3 of 3 people found the following review helpful
- Published on Amazon.com
Format: Audio CD
In a world where it is getting harder to find Lee Dorsey discs (them seem to go out of print literally months after release), this is a welcome collection. It is not a greatest hits packaage, but a collection of tracks unavailable. 6 of these tracks have never been released on CD including the very rare cola commercials. I don't agree with the previous reviewer regarding the sound quality. Go back to the original mono 2 track singles - this is how they originally sounded, and since most of those tapes were lost in the flood or discarded to begin with, it is miracle this stuff served.
If you are looking for more than a greatest hits package - this is it.
2 of 2 people found the following review helpful
J P Ryan
- Published on Amazon.com
Format: Audio CD
An interesting collection for fans, "Funky As I Can Be" is by no means the best Lee Dorsey album on the market for the unitiated. Crescent City legends Dorsey and long-time collaborator Allen Toussaint's "Yes We Can" (1970) remains one of the most remarkable funk/soul albums to emerge from New Orleans, or anywhere, during the 1970s. The most satisfying edition available at present is the recent Japanese 'cardboard sleeve' edition (reproducing the original album cover in miniature), both in terms of sonics - the mastering is warm, detailed, and alive - and content, offering the original 12-song Polydor label classic as well as nine excellent bonus tracks, including a nice pair of rarities cut during Lee's brief (1963) stint with the Smash label. The remaining bonus cuts include four post-"Yes We Can" singles released by Polydor during 1971 - 73, at which point the singer was dropped by the label's roster, as neither "Yes We Can" nor the subsequent singles - which have attained the status of classics themselves - achieved national hit status. Of course many of the Polydor-era songs have gained in stature thanks to subsequent cover versions that prove their enduring quality: the title track was a breakout smash for the Pointer Sisters, "Occapella" was included on Ringo Starr's "Goodnight Vienna". Robert Palmer clearly was impressed, recording "Sneakin' Sally Thru The Alley" and other Dorsey/Toussaint gems, and "On Your Way Down" was recorded by Lowell George and Little Feat (in a version that ranks with the original); "Freedom For The Stallion" has been covered by numerous artits, including Toussaint himself. All of these, along with lesser known cuts like "When The Bill's Paid" and the single "If She Won't" are as eccentric, and brilliantly conceived, as Toussaint and Dorsey's best. The Japanese set also contains three Polydor-era outtakes, each of which captures Lee's heart and warmth, especially a remarkable take on his hero Ray Charles' "Lonely Avenue".

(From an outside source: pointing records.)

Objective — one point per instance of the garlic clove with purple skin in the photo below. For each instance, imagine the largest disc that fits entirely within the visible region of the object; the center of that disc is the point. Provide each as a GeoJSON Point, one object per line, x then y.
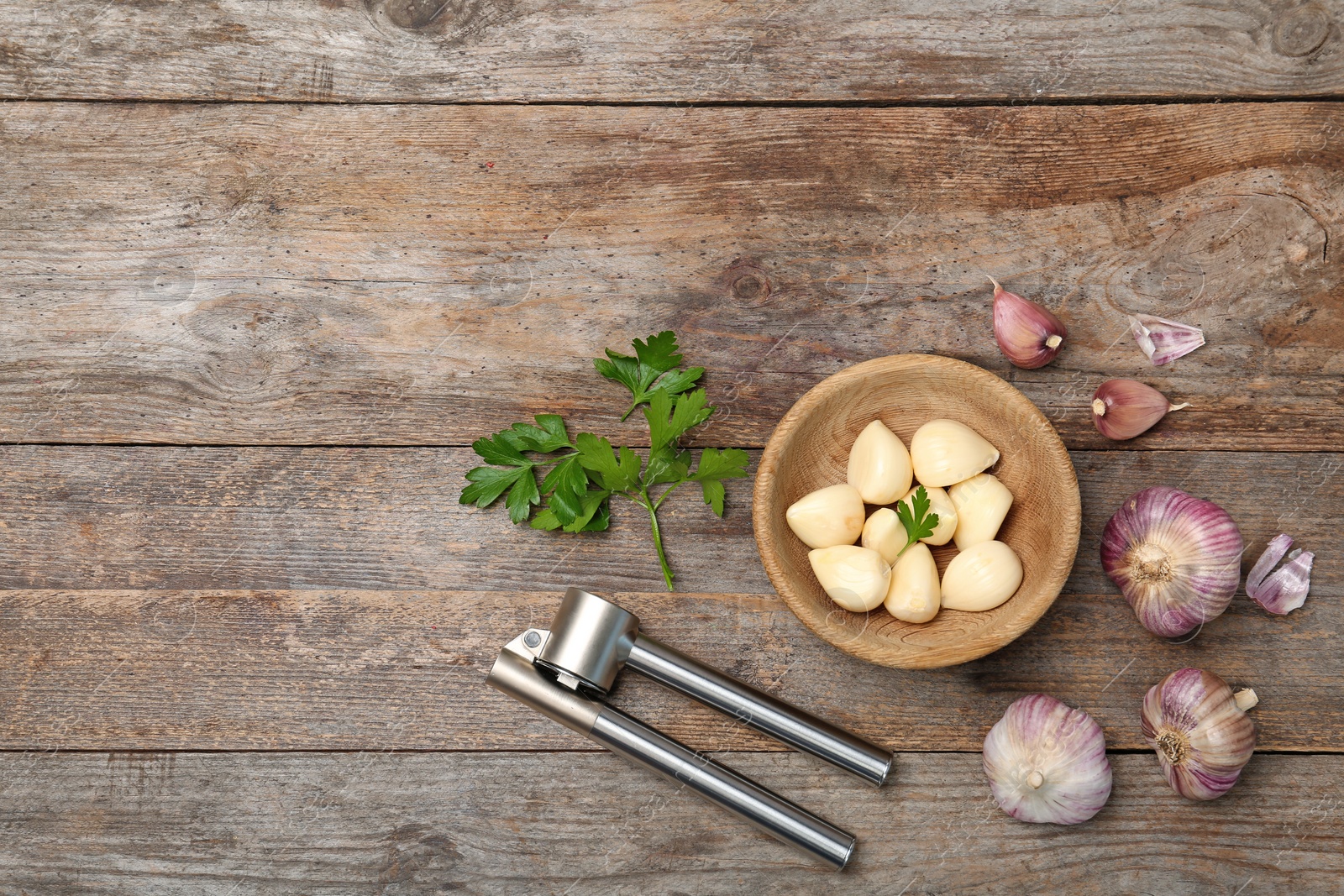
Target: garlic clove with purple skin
{"type": "Point", "coordinates": [1126, 409]}
{"type": "Point", "coordinates": [1027, 333]}
{"type": "Point", "coordinates": [1046, 762]}
{"type": "Point", "coordinates": [1200, 731]}
{"type": "Point", "coordinates": [1176, 559]}
{"type": "Point", "coordinates": [1287, 589]}
{"type": "Point", "coordinates": [1163, 340]}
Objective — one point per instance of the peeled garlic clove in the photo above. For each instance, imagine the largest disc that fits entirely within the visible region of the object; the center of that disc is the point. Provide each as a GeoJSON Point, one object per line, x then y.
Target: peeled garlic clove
{"type": "Point", "coordinates": [827, 517]}
{"type": "Point", "coordinates": [1200, 731]}
{"type": "Point", "coordinates": [853, 577]}
{"type": "Point", "coordinates": [1287, 589]}
{"type": "Point", "coordinates": [981, 504]}
{"type": "Point", "coordinates": [885, 533]}
{"type": "Point", "coordinates": [879, 465]}
{"type": "Point", "coordinates": [940, 504]}
{"type": "Point", "coordinates": [1046, 762]}
{"type": "Point", "coordinates": [1163, 340]}
{"type": "Point", "coordinates": [1176, 558]}
{"type": "Point", "coordinates": [1027, 333]}
{"type": "Point", "coordinates": [1126, 409]}
{"type": "Point", "coordinates": [945, 452]}
{"type": "Point", "coordinates": [914, 593]}
{"type": "Point", "coordinates": [981, 577]}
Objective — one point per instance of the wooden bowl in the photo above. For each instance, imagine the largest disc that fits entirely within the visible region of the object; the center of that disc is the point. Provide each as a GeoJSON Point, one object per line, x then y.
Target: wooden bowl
{"type": "Point", "coordinates": [811, 449]}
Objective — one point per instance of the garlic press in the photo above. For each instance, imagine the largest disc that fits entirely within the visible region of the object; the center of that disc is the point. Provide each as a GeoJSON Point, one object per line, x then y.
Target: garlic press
{"type": "Point", "coordinates": [566, 672]}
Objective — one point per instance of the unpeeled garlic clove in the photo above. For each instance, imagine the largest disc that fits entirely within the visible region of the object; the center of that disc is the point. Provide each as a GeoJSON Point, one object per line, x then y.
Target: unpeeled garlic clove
{"type": "Point", "coordinates": [981, 504]}
{"type": "Point", "coordinates": [1285, 590]}
{"type": "Point", "coordinates": [879, 465]}
{"type": "Point", "coordinates": [855, 578]}
{"type": "Point", "coordinates": [914, 594]}
{"type": "Point", "coordinates": [885, 533]}
{"type": "Point", "coordinates": [940, 504]}
{"type": "Point", "coordinates": [981, 577]}
{"type": "Point", "coordinates": [945, 452]}
{"type": "Point", "coordinates": [827, 517]}
{"type": "Point", "coordinates": [1027, 333]}
{"type": "Point", "coordinates": [1126, 409]}
{"type": "Point", "coordinates": [1163, 340]}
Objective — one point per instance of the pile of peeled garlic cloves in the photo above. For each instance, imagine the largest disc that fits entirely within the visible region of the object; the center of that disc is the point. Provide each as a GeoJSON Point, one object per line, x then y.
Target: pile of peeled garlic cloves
{"type": "Point", "coordinates": [933, 493]}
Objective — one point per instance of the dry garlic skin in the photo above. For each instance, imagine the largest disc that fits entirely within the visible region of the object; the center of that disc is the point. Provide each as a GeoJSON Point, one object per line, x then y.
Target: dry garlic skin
{"type": "Point", "coordinates": [981, 577]}
{"type": "Point", "coordinates": [1200, 731]}
{"type": "Point", "coordinates": [914, 594]}
{"type": "Point", "coordinates": [827, 517]}
{"type": "Point", "coordinates": [1047, 763]}
{"type": "Point", "coordinates": [940, 504]}
{"type": "Point", "coordinates": [945, 452]}
{"type": "Point", "coordinates": [879, 465]}
{"type": "Point", "coordinates": [981, 504]}
{"type": "Point", "coordinates": [885, 533]}
{"type": "Point", "coordinates": [853, 577]}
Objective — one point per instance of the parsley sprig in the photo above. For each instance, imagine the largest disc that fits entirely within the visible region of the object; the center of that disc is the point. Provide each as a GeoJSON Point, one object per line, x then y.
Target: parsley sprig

Back in 2000 Sundazed reissued beautifully remastered and expanded editions of Lee's two albums recorded for the Amy label, where he scored many of his biggest hits ('Working In The Coal Mine', 'Holy Cow', 'Ride Your Pony', etc), again with Toussaint during the 1965 - 70 period. The Sundazed packages - "Ride Your Pony" and "The New Lee Dorsey" - together collect 47 mostly great tracks, and are highly recommended, though sadly they have recently gone out of print. Lee's earlier tenure at Fury (1961 - 62) produced two national hits, the surreal 'Ya Ya' and Earl King's 'Do Re Me' (both included on this set) as well as an album's worth of other tracks. As for Dorsey's earliest sides, "Rock" and "Lonely Evenings" (1957) can be found on an Ace (UK) CD along with early sides by Joe Tex and others; the title at this moment eludes me. So what about the compilation ostensibly under discussion? "Funky..." is a fascinating collection, albeit a very mixed bag. I was thrilled to find that half of its tracks were new to me, and I'm definitely a fan. Two rarities from the Polydor era are included, the striking "My Babe" (Little Walter's classic) and the recently unearthed Chuck Willis ballad "What Am I Living For", both in passable sound, obviously not taken from original sources. Three more early '60s tracks - liner note contributor Bill Dahl doesn't specify whether these were recorded for Fury (1961-62), Smash ('63) or Constellation ('63 - 64), but the mixes and overall sound reproduction is disappointing, despite the intrinsic quality of "Nee Na Nay" and Toussaint's "Lonelyology" especially. Finally, the set closes with three live versions of Dorsey classics, evidently recorded at the New Orleans Jazz & Heritage festival in 1980. It's certainly nice to have these tracks, revealing as they do Dorsey's utterly unassuming warmth, his bemused, wry sensibility, and his obvious pleasure in performing. Dorsey died of emphysema in 1986; these may be among his last recorded performances. The rest of this set is a smattering of hits from various sources, some available in better sound and with surperior presentation elsewhere. I'm grateful to get the rare stuff - but I hope the long awaited (by me) "deluxe edition" of "Yes We Can" will be released in the States, with all relevent Ploydor (and Smash) tracks in vastly superior sound. Dorsey deserves the 'deluxe' treatment. As for this interesting compilation - completists take note. And caveat emptor.